# Finetune `meta-llama/Meta-Llama-3-8B-Instruct` on an EC2 instance using `Unsloth`
---

Unsloth makes finetuning large language models like Llama-3, Mistral, Phi-4 and Gemma 2x faster, use 70% less memory, and with no degradation in accuracy!

**Note**: ***This notebook is run on a `g6e.12xlarge` instance. Follow the prerequisite steps [here](README.md)***

In this example, we will be fine tuning the llama3 8b instruct model. There are several 4bit pre quantized models that `unsloth` provides that are not gated. This supports 4x faster downloading with no OOMs. In this case, we will be using the standard `meta-llama/Meta-Llama-3-8B-Instruct` model from hugging face. 

In [1]:
import os
import logging
import getpass
import numpy as np
from dotenv import load_dotenv
from datasets import load_dataset, Dataset
from unsloth import FastLanguageModel
from unsloth import standardize_sharegpt
from unsloth import apply_chat_template
from unsloth import is_bfloat16_supported


# Create a logger
logger = logging.getLogger()
logger.setLevel(logging.INFO)


# Remove existing handlers
if logger.handlers:
   logger.handlers.clear()


# Add a simple handler
handler = logging.StreamHandler()
formatter = logging.Formatter('[%(asctime)s] p%(process)s {%(filename)s:%(lineno)d} %(levelname)s - %(message)s')
handler.setFormatter(formatter)
logger.addHandler(handler)

  from .autonotebook import tqdm as notebook_tqdm


🦥 Unsloth: Will patch your computer to enable 2x faster free finetuning.
🦥 Unsloth Zoo will now patch everything to make training faster!

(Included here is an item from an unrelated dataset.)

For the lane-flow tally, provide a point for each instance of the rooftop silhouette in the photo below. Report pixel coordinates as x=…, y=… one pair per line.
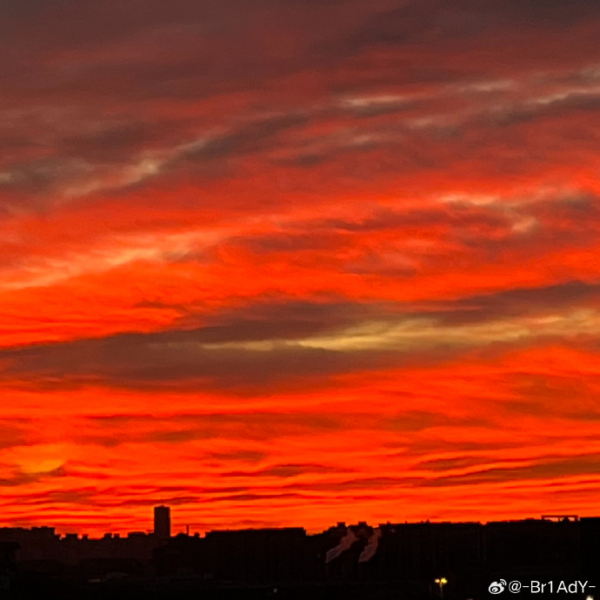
x=389, y=556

2025-03-20 00:39:27,864	INFO util.py:154 -- Missing packages: ['ipywidgets']. Run `pip install -U ipywidgets`, then restart the notebook server for rich notebook output.


In [2]:
# Load environment variables from .env file
load_dotenv()

if not os.getenv("HF_TOKEN"):
   os.environ["HF_TOKEN"] = getpass.getpass("Enter your HuggingFace token: ")
hf_token = os.getenv("HF_TOKEN")


# Set model ID - Ensure this exactly matches the Hugging Face repository name
hf_model_id = "meta-llama/Llama-3.2-1B-Instruct"
logger.info(f"Using model: {hf_model_id}")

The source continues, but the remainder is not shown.